When her career as a fabric designer is outsourced to
Asia, fledgling romance author and empty-nester Gracie Elliott realizes she
needs to find another job or she could very well wind up living above an auto
repair shop in Newark. With double college tuitions for their twins, she and husband
Blake can’t afford her penchant for designer shoes and handbags— the tie-in to Thursday fashion blog posts ;-) —much less
anything else, on his professor’s salary.
However, Gracie’s options are soon reduced to either retail
sales or asking, “Do you want fries with that?” So she decides to open Relatively
Speaking, an introduction service, becoming a wing woman to the senior set.
Since her clients need several hours each morning to find their teeth, lube their
creaky joints, and deal with lower GI necessities, and they always turn in after the early bird specials, she
has plenty of time to pen her future bestsellers.
Gracie deliberately avoids mentioning her new
business venture to Blake until she’s signed her first client. After a scene
best left to the reader’s imagination (this is, after all, a cozy mystery,)
Blake joins the company as a not-so-silent partner, tagging along to make sure
Gracie doesn’t cause a septuagenarian uprising.
All is going quite well until Gracie discovers Client
#13 murdered in the parking lot behind the Moose Lodge. She quickly realizes
that no matter how much Blake might protest otherwise, she can’t wait around
for the police to find the killer if she wants to save her livelihood. Along
the way she considers turning her contemporary romance into a romantic
suspense—if she survives her foray into sleuthing.
The Empty Nest Mystery series is a wink and a nod to
Dashell Hammet’s Thin Man movies with
Gracie and Blake as a modern day spin on Nick and Nora Charles. You can read an
excerpt here.
Ebook:
Look for more books in the Empty Nest Mystery series in the future, as
well as the next Anastasia Pollack Crafting Mystery, currently in the plotting
stage.
You didn’t think I’d leave Anastasia off the hook for long, did you?
9 comments:
Looks like you've carefully fashioned a delightful character in Gracie. She sounds delightful.
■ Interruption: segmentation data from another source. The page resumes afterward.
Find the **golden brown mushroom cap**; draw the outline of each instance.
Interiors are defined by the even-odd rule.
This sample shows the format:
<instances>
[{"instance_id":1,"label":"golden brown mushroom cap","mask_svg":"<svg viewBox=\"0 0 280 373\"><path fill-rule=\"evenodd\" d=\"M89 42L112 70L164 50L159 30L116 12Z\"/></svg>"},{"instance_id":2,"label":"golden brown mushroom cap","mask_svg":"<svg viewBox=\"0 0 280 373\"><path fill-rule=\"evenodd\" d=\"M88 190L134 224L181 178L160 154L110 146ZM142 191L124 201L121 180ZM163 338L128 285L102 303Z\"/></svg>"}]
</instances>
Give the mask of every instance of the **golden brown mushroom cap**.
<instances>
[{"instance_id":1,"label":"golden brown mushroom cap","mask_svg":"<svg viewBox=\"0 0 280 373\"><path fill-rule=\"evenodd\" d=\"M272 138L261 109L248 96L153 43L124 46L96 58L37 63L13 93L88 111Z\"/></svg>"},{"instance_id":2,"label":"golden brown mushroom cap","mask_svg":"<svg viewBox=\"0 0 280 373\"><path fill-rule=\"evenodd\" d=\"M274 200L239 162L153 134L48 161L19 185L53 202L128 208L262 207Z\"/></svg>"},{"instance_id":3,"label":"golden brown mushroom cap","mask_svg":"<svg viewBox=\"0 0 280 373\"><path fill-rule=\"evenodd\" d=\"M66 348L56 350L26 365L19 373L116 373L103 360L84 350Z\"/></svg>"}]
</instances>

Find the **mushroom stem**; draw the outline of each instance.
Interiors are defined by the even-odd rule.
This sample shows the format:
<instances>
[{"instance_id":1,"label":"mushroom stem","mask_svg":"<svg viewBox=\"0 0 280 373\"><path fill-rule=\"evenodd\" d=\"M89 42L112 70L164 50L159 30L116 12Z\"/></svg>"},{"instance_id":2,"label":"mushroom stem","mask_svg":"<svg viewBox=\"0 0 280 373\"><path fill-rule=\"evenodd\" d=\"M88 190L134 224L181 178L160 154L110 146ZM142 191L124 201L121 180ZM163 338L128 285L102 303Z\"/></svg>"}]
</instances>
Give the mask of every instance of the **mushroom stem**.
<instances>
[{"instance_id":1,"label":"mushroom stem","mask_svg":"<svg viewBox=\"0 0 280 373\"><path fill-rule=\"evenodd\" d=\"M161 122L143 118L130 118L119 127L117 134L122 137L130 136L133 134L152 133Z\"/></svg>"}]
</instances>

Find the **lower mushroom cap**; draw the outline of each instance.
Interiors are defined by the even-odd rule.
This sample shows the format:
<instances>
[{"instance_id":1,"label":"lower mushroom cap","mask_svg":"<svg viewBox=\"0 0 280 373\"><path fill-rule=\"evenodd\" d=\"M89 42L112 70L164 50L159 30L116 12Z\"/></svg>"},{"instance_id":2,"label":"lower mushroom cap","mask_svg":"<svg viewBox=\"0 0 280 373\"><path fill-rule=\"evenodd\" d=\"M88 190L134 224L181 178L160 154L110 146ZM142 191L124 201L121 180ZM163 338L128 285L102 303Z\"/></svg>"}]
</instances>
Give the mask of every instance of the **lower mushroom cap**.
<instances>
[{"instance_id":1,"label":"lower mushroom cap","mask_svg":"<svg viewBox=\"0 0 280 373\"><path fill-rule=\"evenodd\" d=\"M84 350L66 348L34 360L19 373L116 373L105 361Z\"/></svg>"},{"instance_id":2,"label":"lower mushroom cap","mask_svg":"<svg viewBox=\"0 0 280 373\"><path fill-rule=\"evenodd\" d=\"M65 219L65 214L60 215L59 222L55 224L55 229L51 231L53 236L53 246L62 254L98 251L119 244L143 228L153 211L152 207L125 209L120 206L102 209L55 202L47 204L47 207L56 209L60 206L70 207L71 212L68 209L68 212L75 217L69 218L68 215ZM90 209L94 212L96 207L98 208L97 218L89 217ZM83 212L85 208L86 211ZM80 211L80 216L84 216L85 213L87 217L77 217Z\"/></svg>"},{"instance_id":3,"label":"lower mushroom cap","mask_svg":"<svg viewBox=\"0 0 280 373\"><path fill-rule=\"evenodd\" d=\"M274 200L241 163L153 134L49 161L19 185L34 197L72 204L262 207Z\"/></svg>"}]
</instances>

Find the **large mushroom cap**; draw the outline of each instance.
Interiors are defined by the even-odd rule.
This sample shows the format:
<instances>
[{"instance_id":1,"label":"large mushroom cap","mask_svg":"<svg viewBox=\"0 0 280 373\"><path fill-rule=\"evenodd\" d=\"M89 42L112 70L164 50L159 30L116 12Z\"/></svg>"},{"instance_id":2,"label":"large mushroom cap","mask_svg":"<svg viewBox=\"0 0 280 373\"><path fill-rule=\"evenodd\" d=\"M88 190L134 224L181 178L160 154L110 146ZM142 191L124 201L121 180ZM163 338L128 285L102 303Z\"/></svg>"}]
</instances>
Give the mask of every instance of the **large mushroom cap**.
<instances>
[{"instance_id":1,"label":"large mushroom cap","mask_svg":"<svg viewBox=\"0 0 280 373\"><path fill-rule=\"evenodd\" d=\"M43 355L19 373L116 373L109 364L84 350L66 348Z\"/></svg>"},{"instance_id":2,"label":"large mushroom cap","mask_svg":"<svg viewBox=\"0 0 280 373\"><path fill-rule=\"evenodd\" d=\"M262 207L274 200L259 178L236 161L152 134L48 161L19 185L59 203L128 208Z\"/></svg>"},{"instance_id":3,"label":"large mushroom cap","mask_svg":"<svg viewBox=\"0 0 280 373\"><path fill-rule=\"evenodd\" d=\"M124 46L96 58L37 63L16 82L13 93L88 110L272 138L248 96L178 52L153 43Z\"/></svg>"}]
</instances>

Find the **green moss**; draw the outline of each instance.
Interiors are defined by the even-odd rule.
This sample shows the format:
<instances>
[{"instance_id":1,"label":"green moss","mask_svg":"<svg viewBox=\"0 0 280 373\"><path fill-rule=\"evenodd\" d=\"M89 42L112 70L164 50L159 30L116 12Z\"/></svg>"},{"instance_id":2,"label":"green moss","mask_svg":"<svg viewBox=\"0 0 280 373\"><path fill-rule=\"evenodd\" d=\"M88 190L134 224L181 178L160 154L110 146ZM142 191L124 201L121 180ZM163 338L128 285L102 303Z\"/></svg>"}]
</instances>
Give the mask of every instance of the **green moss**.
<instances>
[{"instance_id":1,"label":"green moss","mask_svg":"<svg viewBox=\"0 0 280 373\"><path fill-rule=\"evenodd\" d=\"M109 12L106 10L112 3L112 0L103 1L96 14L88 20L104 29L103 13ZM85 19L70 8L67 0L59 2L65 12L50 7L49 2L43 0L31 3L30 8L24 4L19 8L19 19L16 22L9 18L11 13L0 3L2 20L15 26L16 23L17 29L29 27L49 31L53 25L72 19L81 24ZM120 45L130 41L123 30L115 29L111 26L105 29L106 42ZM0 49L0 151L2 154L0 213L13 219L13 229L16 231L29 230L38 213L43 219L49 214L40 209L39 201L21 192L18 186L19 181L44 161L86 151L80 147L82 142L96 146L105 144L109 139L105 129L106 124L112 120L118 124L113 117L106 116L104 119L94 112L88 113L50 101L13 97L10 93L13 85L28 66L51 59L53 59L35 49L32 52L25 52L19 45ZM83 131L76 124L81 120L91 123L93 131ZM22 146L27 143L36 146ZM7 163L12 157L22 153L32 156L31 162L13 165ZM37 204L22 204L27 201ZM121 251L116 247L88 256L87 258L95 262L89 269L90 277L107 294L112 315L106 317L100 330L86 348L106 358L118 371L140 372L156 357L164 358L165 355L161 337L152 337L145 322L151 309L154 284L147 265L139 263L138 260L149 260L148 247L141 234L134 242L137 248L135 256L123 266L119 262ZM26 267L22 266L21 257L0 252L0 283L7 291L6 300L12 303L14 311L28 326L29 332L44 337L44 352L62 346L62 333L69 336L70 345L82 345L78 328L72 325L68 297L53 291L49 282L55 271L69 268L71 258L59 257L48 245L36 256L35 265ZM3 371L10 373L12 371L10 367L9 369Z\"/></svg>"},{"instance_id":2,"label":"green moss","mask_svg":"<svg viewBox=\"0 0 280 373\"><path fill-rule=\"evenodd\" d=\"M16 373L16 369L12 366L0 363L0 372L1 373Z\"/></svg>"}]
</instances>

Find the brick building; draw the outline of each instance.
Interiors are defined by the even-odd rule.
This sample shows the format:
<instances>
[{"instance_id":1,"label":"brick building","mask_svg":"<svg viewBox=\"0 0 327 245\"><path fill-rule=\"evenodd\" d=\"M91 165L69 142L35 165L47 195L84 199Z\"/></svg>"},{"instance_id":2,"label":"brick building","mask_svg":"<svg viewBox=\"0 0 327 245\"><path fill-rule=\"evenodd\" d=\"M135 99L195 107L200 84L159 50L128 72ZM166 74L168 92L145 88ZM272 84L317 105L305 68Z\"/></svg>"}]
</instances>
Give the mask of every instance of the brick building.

Your sample pages were great!
I must have gotten carried away, because I called her delightful twice!
Never to many delightfuls, Morgan! Thanks for stopping by.
Sending best wishes for success to "Lois" and "Grace."
Thanks so much, Angela!
You make living above an auto repair shop in Newark sound like a bad thing...just sayin'
I've lived in Newark. Believe me, you don't want to live there, especially above an auto repair shop.
Gracie sounds like a character I'm really going to enjoy. Thanks for the heads up.
Marja McGraw
Thanks, Marja! Hope you enjoy the new series.